Dealing properly with non-biodegradable waste in Mongolian countryside: Domestic waste trajectory through yurts and camps and the importance of the gesture  
Anna Dupuy (Ecole des Hautes Etudes en Sciences Sociales (EHESS))

Paper long abstract:

With the development of its urban population and the change of economic habits (particularly the use of plastic or electronic products), Mongolia is facing a serious waste crisis. Mongolian authorities pass laws to frame waste management habits (2003, 2012, 2017). However, nomadic herders perpetuate efficient ways of treating biodegradable waste, which they apply to manufactured waste.

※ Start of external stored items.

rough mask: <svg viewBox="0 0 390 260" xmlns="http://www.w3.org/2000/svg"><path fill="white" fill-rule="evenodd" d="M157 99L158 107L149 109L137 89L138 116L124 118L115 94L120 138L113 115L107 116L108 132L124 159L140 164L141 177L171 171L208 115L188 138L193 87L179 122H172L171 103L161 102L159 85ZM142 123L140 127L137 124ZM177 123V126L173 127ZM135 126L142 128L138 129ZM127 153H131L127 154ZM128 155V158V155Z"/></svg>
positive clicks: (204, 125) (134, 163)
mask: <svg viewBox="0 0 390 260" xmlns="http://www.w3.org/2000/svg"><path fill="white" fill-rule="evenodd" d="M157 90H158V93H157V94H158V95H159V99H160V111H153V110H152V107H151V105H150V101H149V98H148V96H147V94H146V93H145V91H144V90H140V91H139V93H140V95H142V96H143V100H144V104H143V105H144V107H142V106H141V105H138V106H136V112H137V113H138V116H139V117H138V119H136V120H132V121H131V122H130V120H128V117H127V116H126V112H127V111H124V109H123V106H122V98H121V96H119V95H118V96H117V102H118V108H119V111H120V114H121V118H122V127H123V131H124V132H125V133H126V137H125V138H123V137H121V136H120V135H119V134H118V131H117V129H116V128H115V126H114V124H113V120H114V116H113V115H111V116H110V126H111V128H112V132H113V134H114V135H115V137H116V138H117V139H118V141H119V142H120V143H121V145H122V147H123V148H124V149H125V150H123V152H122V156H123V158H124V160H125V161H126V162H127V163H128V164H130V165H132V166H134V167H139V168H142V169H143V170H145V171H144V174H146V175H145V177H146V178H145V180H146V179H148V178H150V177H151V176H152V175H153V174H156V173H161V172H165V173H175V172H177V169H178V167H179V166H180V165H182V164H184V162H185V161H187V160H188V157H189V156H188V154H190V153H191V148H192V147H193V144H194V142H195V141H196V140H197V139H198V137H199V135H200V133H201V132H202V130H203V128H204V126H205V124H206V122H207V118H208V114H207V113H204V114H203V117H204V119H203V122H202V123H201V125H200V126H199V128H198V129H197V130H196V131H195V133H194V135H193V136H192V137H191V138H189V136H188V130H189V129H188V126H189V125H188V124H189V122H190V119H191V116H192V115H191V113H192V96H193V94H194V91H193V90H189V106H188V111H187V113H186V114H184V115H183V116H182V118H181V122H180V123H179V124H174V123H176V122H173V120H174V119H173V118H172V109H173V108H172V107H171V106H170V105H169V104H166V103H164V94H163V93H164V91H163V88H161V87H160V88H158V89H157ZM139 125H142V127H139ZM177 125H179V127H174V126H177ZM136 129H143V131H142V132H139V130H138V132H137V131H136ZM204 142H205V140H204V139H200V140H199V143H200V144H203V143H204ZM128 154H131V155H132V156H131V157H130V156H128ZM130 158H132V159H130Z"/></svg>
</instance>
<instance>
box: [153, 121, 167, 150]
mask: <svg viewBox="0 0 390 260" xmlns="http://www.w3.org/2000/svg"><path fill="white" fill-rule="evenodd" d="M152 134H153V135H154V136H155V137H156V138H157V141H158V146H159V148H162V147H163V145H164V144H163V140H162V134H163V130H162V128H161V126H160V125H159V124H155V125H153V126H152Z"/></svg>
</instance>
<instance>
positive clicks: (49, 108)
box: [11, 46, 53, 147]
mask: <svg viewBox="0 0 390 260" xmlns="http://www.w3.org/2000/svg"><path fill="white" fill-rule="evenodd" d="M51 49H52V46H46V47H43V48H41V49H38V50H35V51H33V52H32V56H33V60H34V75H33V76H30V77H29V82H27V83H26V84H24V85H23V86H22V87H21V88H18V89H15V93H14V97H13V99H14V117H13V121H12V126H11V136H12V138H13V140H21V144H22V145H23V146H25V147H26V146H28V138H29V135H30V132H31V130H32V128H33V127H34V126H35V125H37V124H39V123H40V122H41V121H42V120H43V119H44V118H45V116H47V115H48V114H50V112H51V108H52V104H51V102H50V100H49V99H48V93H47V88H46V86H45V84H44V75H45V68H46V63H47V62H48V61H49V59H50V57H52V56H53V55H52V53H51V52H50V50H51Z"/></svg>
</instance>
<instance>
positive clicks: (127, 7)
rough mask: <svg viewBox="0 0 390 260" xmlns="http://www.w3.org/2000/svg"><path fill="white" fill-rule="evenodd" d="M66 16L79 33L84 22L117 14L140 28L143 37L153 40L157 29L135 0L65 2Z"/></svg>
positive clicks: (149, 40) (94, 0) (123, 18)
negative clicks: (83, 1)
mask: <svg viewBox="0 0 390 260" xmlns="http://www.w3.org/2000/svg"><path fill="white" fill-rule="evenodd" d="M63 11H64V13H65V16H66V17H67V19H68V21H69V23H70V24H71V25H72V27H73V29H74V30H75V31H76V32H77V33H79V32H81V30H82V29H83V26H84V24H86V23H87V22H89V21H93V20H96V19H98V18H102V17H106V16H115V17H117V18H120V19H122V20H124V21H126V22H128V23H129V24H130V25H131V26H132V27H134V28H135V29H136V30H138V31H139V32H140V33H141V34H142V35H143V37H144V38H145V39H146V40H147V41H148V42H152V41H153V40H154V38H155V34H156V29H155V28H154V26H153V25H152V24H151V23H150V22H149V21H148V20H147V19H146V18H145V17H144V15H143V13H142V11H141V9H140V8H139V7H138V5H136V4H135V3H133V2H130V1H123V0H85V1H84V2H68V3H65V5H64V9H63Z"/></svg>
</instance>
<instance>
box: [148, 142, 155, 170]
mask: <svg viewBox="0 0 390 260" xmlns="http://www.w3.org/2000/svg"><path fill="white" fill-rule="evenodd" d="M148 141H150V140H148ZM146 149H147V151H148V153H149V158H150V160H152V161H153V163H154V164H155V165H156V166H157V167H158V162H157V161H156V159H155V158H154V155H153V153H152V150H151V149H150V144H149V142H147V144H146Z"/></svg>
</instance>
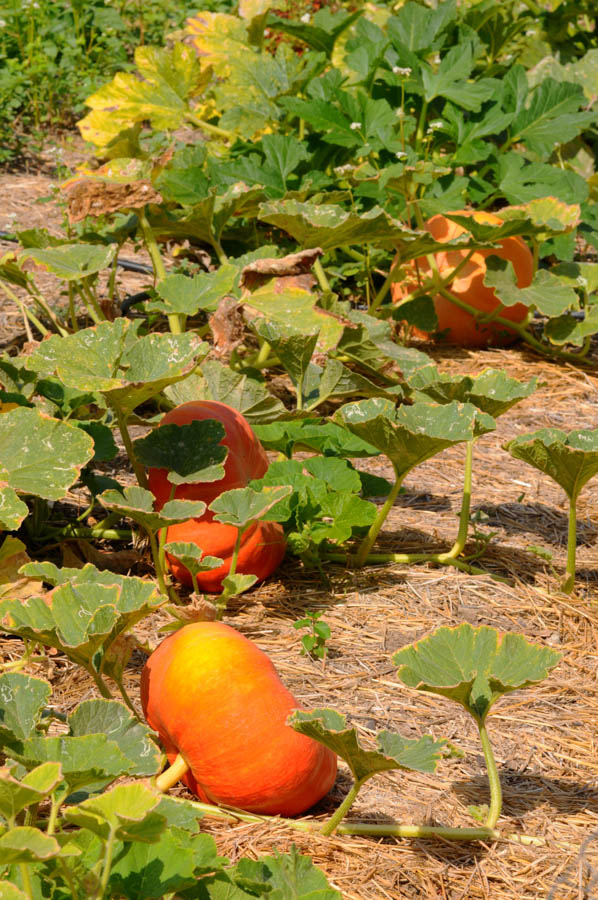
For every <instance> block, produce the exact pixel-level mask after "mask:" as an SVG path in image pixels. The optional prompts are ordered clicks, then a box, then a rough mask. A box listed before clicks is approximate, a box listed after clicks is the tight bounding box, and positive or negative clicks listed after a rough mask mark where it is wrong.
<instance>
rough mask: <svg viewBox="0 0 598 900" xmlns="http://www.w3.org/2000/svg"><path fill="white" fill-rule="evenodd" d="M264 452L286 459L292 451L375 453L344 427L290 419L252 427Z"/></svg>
mask: <svg viewBox="0 0 598 900" xmlns="http://www.w3.org/2000/svg"><path fill="white" fill-rule="evenodd" d="M253 430H254V431H255V433H256V435H257V437H258V438H259V439H260V441H261V443H262V446H263V447H264V449H265V450H276V451H277V452H278V453H284V455H285V456H288V457H289V458H290V457H291V456H292V455H293V453H294V452H295V450H316V451H318V452H319V453H322V454H324V456H340V457H348V458H350V459H353V458H355V457H368V456H377V455H378V452H379V451H378V450H377V449H376V448H375V447H374V446H373V445H372V444H369V443H368V442H367V441H365V440H362V439H361V438H358V437H356V436H355V435H354V434H352V433H351V432H350V431H349V430H348V429H347V428H343V427H342V426H341V425H338V424H337V423H336V422H328V421H326V420H325V419H314V418H308V419H292V420H289V421H283V422H273V423H272V424H269V425H256V426H255V427H254V429H253Z"/></svg>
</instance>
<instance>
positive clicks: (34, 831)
mask: <svg viewBox="0 0 598 900" xmlns="http://www.w3.org/2000/svg"><path fill="white" fill-rule="evenodd" d="M59 852H60V845H59V843H58V841H57V840H56V838H55V837H50V835H47V834H44V833H43V831H40V830H39V829H38V828H32V827H31V826H30V825H20V826H17V827H16V828H11V829H10V830H9V831H7V832H5V833H4V834H3V835H0V866H2V867H4V866H10V865H11V864H13V863H32V862H41V861H43V860H46V859H51V858H52V857H53V856H58V854H59Z"/></svg>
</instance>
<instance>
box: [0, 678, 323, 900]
mask: <svg viewBox="0 0 598 900" xmlns="http://www.w3.org/2000/svg"><path fill="white" fill-rule="evenodd" d="M49 703H51V687H50V685H49V683H48V682H47V681H44V680H43V679H41V678H37V677H32V676H30V675H25V674H22V673H17V672H14V673H7V674H4V675H0V722H1V723H2V725H1V726H0V735H1V738H2V744H3V748H4V750H5V753H6V754H7V758H6V760H5V765H3V766H2V767H1V768H0V896H2V897H3V898H7V900H27V898H31V897H35V896H38V894H39V895H40V896H41V895H44V894H46V893H48V892H50V893H56V892H57V891H58V892H59V893H60V894H61V895H62V896H65V897H67V896H68V897H72V898H74V900H81V898H83V897H89V898H91V900H110V898H115V897H119V898H123V900H145V898H147V900H150V898H151V897H166V896H170V895H172V894H174V893H176V896H177V897H180V898H181V900H185V898H189V900H191V898H193V897H196V896H197V891H198V889H199V890H200V892H201V893H202V896H205V897H210V898H214V900H215V898H216V897H219V896H222V894H223V892H227V893H235V894H236V895H237V896H239V897H241V896H242V897H247V898H249V897H250V896H255V891H259V892H260V893H261V892H263V891H266V892H268V891H270V890H275V889H276V891H277V893H278V892H280V896H281V898H282V900H293V898H297V897H300V896H301V897H305V896H307V894H306V893H305V892H304V891H308V892H310V893H311V892H312V891H317V893H318V896H321V897H322V900H341V898H340V894H339V893H338V891H336V890H333V889H332V888H330V887H329V885H328V882H327V881H326V878H325V876H324V874H323V873H322V872H321V871H320V870H319V869H316V867H315V866H313V865H312V863H311V861H310V859H309V857H305V856H301V855H300V854H299V853H298V852H297V850H296V848H295V847H294V846H293V847H292V848H291V850H290V852H289V853H286V854H278V853H276V854H274V855H272V856H266V857H260V859H258V860H249V859H241V860H239V861H238V862H237V864H236V865H234V866H232V865H231V864H230V862H229V860H228V859H227V858H226V857H222V856H219V855H218V851H217V848H216V843H215V841H214V838H213V837H211V836H210V835H208V834H205V833H203V832H202V831H201V830H200V829H201V820H202V818H203V816H204V812H202V810H201V809H200V808H198V805H197V804H194V803H193V802H192V801H189V800H184V799H180V798H179V799H175V798H173V797H166V796H164V794H163V793H162V792H160V791H159V790H158V789H157V788H156V787H155V786H153V785H152V784H150V783H149V781H148V778H149V777H151V776H154V775H155V774H156V773H157V772H158V771H159V770H160V768H161V767H162V765H163V755H162V753H161V752H160V750H159V748H158V747H157V745H156V743H155V741H154V739H153V735H152V733H151V732H150V731H149V729H148V728H147V726H145V725H144V724H142V723H141V722H139V721H138V720H137V718H136V717H135V716H134V715H133V714H132V713H131V711H130V710H128V709H127V708H126V707H124V706H123V705H122V703H119V702H117V701H115V700H104V699H97V698H96V699H93V700H85V701H83V702H82V703H80V704H79V705H78V706H77V707H76V709H74V710H73V711H71V712H70V714H69V715H68V716H63V715H62V714H61V713H59V712H57V711H56V710H55V709H54V707H53V706H51V705H48V704H49ZM55 720H59V721H60V723H61V728H62V733H61V734H60V735H51V734H49V733H48V731H49V728H50V726H51V725H54V724H55ZM123 777H125V778H126V779H127V782H128V783H120V784H118V783H115V782H116V781H117V779H121V778H123ZM140 778H143V779H144V781H143V782H141V781H139V780H138V779H140ZM209 808H210V809H212V810H214V807H209ZM248 884H250V885H251V892H250V893H247V892H246V891H245V888H246V887H247V886H248ZM291 884H300V885H301V888H300V893H299V894H298V893H297V892H296V891H295V890H294V889H293V888H291V887H289V885H291Z"/></svg>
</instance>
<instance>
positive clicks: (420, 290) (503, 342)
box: [391, 210, 534, 347]
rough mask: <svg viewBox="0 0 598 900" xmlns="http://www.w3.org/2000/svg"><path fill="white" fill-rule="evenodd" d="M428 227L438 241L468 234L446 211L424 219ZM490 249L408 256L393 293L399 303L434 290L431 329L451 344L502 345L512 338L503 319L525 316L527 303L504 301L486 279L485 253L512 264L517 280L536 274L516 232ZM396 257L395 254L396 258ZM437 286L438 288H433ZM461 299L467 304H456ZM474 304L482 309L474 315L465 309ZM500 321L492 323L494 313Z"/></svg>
mask: <svg viewBox="0 0 598 900" xmlns="http://www.w3.org/2000/svg"><path fill="white" fill-rule="evenodd" d="M453 215H454V216H456V217H459V216H465V215H472V216H473V218H474V220H475V221H476V222H480V223H482V224H487V225H495V226H497V227H500V226H501V225H502V224H503V222H502V219H500V218H499V217H498V216H495V215H493V214H492V213H486V212H474V211H473V210H470V211H467V210H460V211H458V212H455V213H454V214H453ZM424 227H425V230H426V231H428V232H429V233H430V234H431V235H432V236H433V237H434V238H435V239H436V240H437V241H439V242H440V243H450V242H451V241H453V240H454V239H455V238H458V237H460V236H462V235H463V234H466V230H465V228H464V227H463V226H462V225H459V224H458V220H457V221H455V220H454V219H451V218H447V216H444V215H437V216H433V217H432V218H431V219H429V220H428V221H427V222H426V223H425V226H424ZM497 243H498V247H497V248H496V249H492V250H482V249H480V250H466V249H464V250H450V249H449V250H447V251H446V252H444V253H436V254H434V255H432V254H430V255H428V256H425V257H419V258H417V259H412V260H410V261H409V263H408V264H407V265H406V266H404V267H403V270H404V277H403V278H402V280H401V281H396V282H395V283H394V284H393V286H392V289H391V291H392V299H393V302H394V303H398V304H400V303H401V301H402V300H404V299H407V298H411V296H412V295H413V294H414V293H419V294H420V295H421V294H432V299H433V304H434V312H435V314H436V321H437V324H436V328H435V331H439V332H442V334H443V336H444V337H446V339H447V340H448V341H450V342H451V343H453V344H458V345H460V346H462V347H486V346H487V345H488V344H489V343H492V344H498V345H505V344H508V343H510V342H512V341H513V340H514V339H515V338H516V336H517V335H516V333H515V332H514V331H512V330H510V329H509V328H508V327H507V326H506V325H505V324H504V322H503V321H502V320H504V319H509V320H512V321H514V322H519V323H521V322H523V321H524V320H525V319H526V317H527V308H526V307H525V306H523V305H522V304H521V303H516V304H513V305H512V306H508V307H503V306H502V304H501V303H500V301H499V300H498V298H497V297H496V294H495V293H494V291H493V290H492V288H490V287H487V286H486V285H485V284H484V276H485V273H486V258H487V257H488V256H489V255H490V254H493V255H496V256H498V257H499V258H500V259H506V260H509V261H510V262H511V263H512V264H513V268H514V271H515V276H516V278H517V285H518V287H520V288H524V287H528V285H530V284H531V281H532V278H533V277H534V260H533V256H532V254H531V251H530V250H529V248H528V247H527V245H526V244H525V242H524V241H523V240H522V239H521V238H520V237H516V236H515V237H507V238H505V239H503V240H499V241H498V242H497ZM397 262H399V260H397ZM435 291H436V292H435ZM459 302H461V303H463V304H465V307H463V306H459V305H456V303H459ZM467 307H473V309H474V310H477V312H478V313H479V314H480V315H479V316H478V317H477V318H474V316H473V315H472V314H471V313H470V312H468V311H467ZM497 315H499V316H500V317H501V323H500V324H497V323H496V316H497ZM415 333H416V334H417V335H418V336H420V337H428V336H429V335H428V334H427V333H426V332H422V331H420V330H418V329H416V331H415Z"/></svg>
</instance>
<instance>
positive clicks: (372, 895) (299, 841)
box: [0, 174, 598, 900]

It led to the scattering of those waste in the steppe.

This paper will be about the Mongolian concept of domestic waste and the trajectory given to rubbish through yurts and camps.

More than throwing waste into a specific place, Mongolian's concern is above all with the correct implementation of the action of throwing, which allows to establish the morality of the household's members in the eyes of others. Moreover, removing wisely an object from a whole to contain it (as is done for waste) is a recurrent habit in Mongolian domestic life and allows to harness fortune.

This paper is based on a 3 months fieldwork in rural Mongolia that I did to write my master thesis. I collected my data through participant observation and the analyze of waste dumps' composition.

The anthropological approach provides a new perspective on household waste management in Mongolia and sheds light on public policies and citizen movements advocating recycling and waste reduction, but also resistance to these campaigns. The new knowledge it brings will be a theoretical and practical contribution for research on waste management in other transitional spaces and, more broadly, for the anthropology of Mongolia.